Making subtle distinctions is a talent not usually associated with mobs. That doesn't mean that the "people," so celebrated by poets and demagogues, aren't often right. In this country, we like to think that they're more often right than not. Carl Sandburg said in his poem, I Am the People, the Mob: "Do you know that all the great work of the world is done through me?"
Passage of the Patients' Bill of Rights, which may be imminent, may not go down as one of the great works of the world, but rather as the fruit of mob judgment: "HMOs — bad." There was also some demagoguery: "Nothing persuades an HMO to do the right thing like the fear of liability," said Sen. Edward M. Kennedy.
Funny how he neglected to mention that the health system had hemorrhaged under fee-for-service medicine, that most people are satisfied with their benefits most of the time, and that many of the larger HMOs are already providing, as the Washington Post notes, "much of the care that a federal law would guarantee."
Kennedy certainly didn't mention the fact that we are faced with a national paradox: medical costs that won't stop rising, and HMOs reluctant to say "no."
Have plans brought much of this upon themselves? Absolutely. Some have made some penny-pinching and callous decisions that have allowed enemies to portray them as penny-pinching and callous. The system's dismal PR record is right down there with the oil industry and the FBI crime lab.

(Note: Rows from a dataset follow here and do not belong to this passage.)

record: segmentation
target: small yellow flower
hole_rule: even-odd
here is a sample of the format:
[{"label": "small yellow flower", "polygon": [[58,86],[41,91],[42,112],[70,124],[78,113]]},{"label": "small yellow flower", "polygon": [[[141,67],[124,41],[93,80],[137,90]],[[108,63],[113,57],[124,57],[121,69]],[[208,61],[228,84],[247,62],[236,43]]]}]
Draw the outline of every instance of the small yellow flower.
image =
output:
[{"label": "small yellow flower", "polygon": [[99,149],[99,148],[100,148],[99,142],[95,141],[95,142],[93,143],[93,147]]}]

However, it should be noted that Sandburg's poem was published in 1916. In the following 10 years, he would turn an historian's gaze upon one of our nation's most fascinating leaders and produce a monumental biography of Abraham Lincoln.
Biographers, of course, don't have to agree with everything their subjects thought or said. (They don't have to like their subjects much, though there isn't much doubt that Sandburg greatly admired Lincoln.) It would be interesting to find out what the poet thought of Lincoln's line: "There is no grievance that is a fit object of redress by mob law."